World Malbec Day is April 17 – let’s get ready!

April 8, 2019

I was informed by Donna White of White Communications that April 17 is World Malbec Day. She sent me a beautiful recipe for braised lamb with roast veggies and several wine selections from Hess Collections. I learned some of the Colomé root stock dates to 1831 and is still producing today. With the exception of some recent plantings in Tibet, these are the highest-elevation vineyards in the world. Colomé associated with Hess Family Wine Estates, a fifth-generation-owned business, in 2001. Donald Hess saw the potential for the region. He planted another vineyard, Amalaya, in 2010. Regulars know I enjoy Hess Allomi Napa Cab. I wrote of the 2012 a few years ago when it was selling for $23. Hope you bought some. It is now selling at $65-plus and drinking wonderfully. The 2016 got mixed reviews, but I’m at 91 points and think it is a bargain; add 1 price point under $25. Bouquet of forest floor, cab fruit, mushroom and barrel notes. Medium body, dry palate shows raspberry, plum and spicy vanilla barrel nuance. Integrated tannins and proper acidity frame support all. Wine is ready now with decanting but a few years in cellar will improve.

I tried the lamb recipe with the Colomé Estate Malbec 2016 and the 2017 Amalaya Malbec. I expected darker color and higher tannic bite from the Amalaya due to skin thickening from high-altitude sun exposure and extremely dry conditions. These originate in the Salta region of the high Argentine desert. Bright ruby color foretold good winemaking. Not a tannin bomb. Mixed red fruit bouquet followed by less herbal than expected, juicy, fine tannins and fresh. Very good value under $15, 90 McD points. The 2016 Colomé Estate Malbec shows great promise, needs about two years. Aerating allowed violet and blueberry aromas followed by a fresh wine that is slightly tannic. The color, black fruit flavors and oak notes confirmed its potential, 91 points. The Autentico Malbec 2017 from Colomé is another with fine potential. A bit pricier around $30; I would advise searching out the 2014. Previously there has been little price appreciation over time. Best for cellarers would be a case with four each of the 2014, 2016 (raspberry, cedar and plum, yum yum) and 2017. I saw a 12/case of the 2016 at Saratoga Wine Exchange for $243. Great buy! The 2017 is a solid 92 McD. Bramble berry, cherry, white pepper and slate mineral, herbal nose. Sweet tannin and high-altitude acidity frame support flavors of chocolate, plums, berries and saline. This dry wine finishes long and clean with fruit-driven sweetness.

Colomé Torrontes is normally a top-flight wine. Avoid the 2017, which is just OK, and buy the 2015, 2016 or the 2018 if you are not in a rush; it was bottled in May 2018. It may not be on the shelves yet.

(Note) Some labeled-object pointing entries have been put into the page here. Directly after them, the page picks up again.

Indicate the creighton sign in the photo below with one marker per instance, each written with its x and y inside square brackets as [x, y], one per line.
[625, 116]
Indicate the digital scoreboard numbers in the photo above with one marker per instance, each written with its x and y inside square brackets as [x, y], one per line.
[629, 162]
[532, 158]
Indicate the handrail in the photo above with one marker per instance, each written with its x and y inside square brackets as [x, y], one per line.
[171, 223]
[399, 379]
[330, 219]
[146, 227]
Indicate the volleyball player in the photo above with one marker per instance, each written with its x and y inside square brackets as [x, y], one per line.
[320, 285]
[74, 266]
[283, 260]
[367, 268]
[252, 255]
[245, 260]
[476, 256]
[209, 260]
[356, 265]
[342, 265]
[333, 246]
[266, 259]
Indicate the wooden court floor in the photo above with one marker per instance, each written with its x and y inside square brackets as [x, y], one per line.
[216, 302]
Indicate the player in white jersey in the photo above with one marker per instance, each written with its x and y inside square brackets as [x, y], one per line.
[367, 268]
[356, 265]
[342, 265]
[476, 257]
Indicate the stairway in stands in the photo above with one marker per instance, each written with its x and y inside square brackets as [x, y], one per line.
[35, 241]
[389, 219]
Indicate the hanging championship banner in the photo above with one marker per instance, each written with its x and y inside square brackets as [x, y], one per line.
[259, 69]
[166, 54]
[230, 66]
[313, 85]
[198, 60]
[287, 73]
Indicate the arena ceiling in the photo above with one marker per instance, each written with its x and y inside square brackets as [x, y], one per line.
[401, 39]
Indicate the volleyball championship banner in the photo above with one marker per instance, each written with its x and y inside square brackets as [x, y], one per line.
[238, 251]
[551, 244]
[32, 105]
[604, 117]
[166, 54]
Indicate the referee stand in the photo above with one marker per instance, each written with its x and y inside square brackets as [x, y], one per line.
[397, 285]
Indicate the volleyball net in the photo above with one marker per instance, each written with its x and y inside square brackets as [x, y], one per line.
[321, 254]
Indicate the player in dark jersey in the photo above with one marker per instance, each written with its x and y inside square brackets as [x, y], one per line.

Torrontes is becoming the star of Argentine whites. FYI, there are three varietals encompassed therein: Torrontes Sanjuanino, Torrontes Mendocino and Torrontes Riojano. Riojano is reputed to produce the best quality in most cases. The grapes are grown at high altitude in the Salta. This means colder, therefore less ripe, therefore higher acidity. Fresh wine with rose and lime blossom aromas. Flows to citrus lychee, nutmeg and slate minerality, on the palate. Great with Asian and Mexican food, 89 McD. You should be able to find any of these three vintages priced under $14, great QPR.

A bit off track, but I couldn’t resist. Joseph Campbell’s 1949 book “The Hero with a Thousand Faces” is well worth your time. It is a fascinating look at mythologies, their impact on religions, modern psychology and the Cosmogonic Cycle (origin of the universe and yes, I had to look it up), over the span of written and aural history. A well-footnoted and end-noted read. There are many pictures of artifacts as well. I wish I had read this 50 years ago. Campbell and  coauthor Henry Robinson exposed Thornton Wilder’s Bidenization of “Finnegan’s Wake” themes and language in his Pulitzer Prize-winning Broadway play, “The Skin of Our Teeth.” Wilder later admitted, “There were some similarities.” What saved Wilder from being labeled a plagiarist was he didn’t use the flow-of-thought, stream-of-consciousness style in the play that Joyce employed while writing “Finnegan’s Wake.” If you haven’t read Joyce, ya oughta. Pith to pique your interest can be found here: Start with “The Dubliners”; “Finnegan’s Wake” and “Ulysses” are his best works but are brain-wrackers.